Architecture Multi-Cloud

Designing a Lakehouse with Medallion Architecture and Unified Streaming-Batch Ingestion

Every data platform I have inherited eventually grew two pipelines for the same data: a batch path that loaded the warehouse overnight and a streaming path bolted on later when someone needed fresher numbers. They drifted. The batch job applied a dedup rule the stream did not, a late-arriving correction landed in one and not the other, and by Tuesday the dashboard and the warehouse disagreed by a number large enough to start a meeting. The lakehouse exists to collapse that duplication: one set of tables, one transformation graph, fed by both streaming and batch through the same code, with ACID guarantees so a reader never sees a half-written partition.

This article builds that architecture concretely on open table formats over object storage. The running assumption is that you have raw data arriving – some as files dropped in a bucket, some as a Kafka or Event Hubs stream – and you need a governed, queryable, correct set of tables out the other end. I use Delta Lake for the worked examples because its tooling is the most complete, but the patterns – medallion layering, idempotent ingestion, MERGE-based upserts, change feeds – apply equally to Apache Iceberg and Hudi.

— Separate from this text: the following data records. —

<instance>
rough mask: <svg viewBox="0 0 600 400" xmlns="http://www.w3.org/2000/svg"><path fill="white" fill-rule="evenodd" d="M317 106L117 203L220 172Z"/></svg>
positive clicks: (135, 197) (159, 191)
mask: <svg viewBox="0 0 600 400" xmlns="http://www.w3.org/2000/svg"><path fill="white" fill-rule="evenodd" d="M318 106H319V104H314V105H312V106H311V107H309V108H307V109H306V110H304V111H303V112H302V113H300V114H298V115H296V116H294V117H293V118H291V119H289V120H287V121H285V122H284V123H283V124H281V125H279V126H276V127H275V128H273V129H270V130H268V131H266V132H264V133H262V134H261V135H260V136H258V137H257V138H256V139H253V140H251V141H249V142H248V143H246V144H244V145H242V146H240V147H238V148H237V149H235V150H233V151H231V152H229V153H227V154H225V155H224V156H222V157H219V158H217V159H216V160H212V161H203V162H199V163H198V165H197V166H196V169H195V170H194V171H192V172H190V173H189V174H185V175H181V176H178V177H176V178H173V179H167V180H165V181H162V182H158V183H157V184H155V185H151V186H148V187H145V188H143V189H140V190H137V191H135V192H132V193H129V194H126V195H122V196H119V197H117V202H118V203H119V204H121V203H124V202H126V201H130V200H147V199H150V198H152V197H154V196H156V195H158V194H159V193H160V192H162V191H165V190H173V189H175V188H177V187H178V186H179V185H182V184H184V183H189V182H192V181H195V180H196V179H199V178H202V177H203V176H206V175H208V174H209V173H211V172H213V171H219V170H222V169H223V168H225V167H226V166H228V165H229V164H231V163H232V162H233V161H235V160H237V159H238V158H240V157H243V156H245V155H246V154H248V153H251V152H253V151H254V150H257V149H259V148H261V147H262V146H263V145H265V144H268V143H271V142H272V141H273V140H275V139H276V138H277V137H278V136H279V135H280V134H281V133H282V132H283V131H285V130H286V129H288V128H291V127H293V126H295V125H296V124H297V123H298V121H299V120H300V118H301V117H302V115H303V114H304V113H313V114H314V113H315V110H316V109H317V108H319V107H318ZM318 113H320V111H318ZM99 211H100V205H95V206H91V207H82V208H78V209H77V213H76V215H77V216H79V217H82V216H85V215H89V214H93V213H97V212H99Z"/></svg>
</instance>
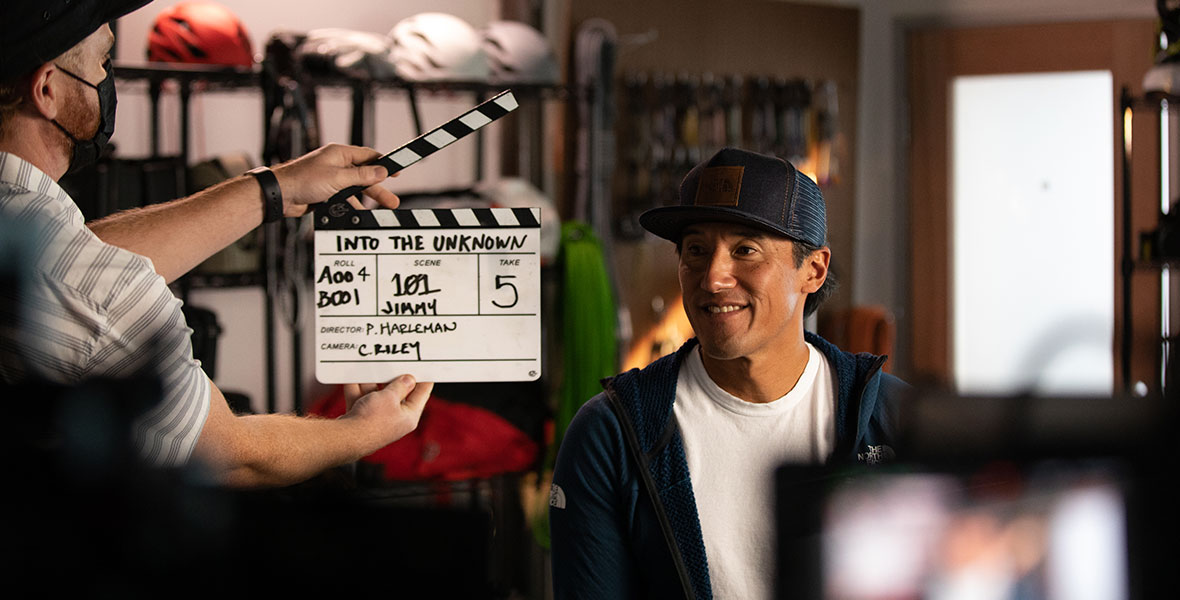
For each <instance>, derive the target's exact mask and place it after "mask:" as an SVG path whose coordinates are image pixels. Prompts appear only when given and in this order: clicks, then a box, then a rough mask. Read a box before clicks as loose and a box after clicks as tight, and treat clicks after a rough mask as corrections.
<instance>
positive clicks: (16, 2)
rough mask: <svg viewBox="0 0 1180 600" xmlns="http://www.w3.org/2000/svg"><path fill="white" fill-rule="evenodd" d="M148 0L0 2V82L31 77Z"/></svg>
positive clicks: (88, 0)
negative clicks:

What makes it a lakehouse: open table formats over object storage

Strip away the marketing and a lakehouse is one idea: put a transactional metadata layer on top of columnar files in cheap object storage, so the storage behaves like a database table instead of a directory of Parquet.

Plain Parquet in a bucket has no notion of a transaction. A reader scanning s3://lake/orders/ while a writer is replacing files sees a partial result – some new files, some deleted, no atomic cutover. Open table formats fix this by maintaining a transaction log alongside the data:

The load-bearing property all three give you is snapshot isolation via optimistic concurrency. Writers stage new files, then attempt to commit a new log/metadata version; if another writer committed first, the commit is retried or fails cleanly. Readers pin a snapshot and never observe an in-flight write. This is what lets streaming and batch hit the same table without corrupting each other – and it is exactly what a directory of Parquet cannot offer.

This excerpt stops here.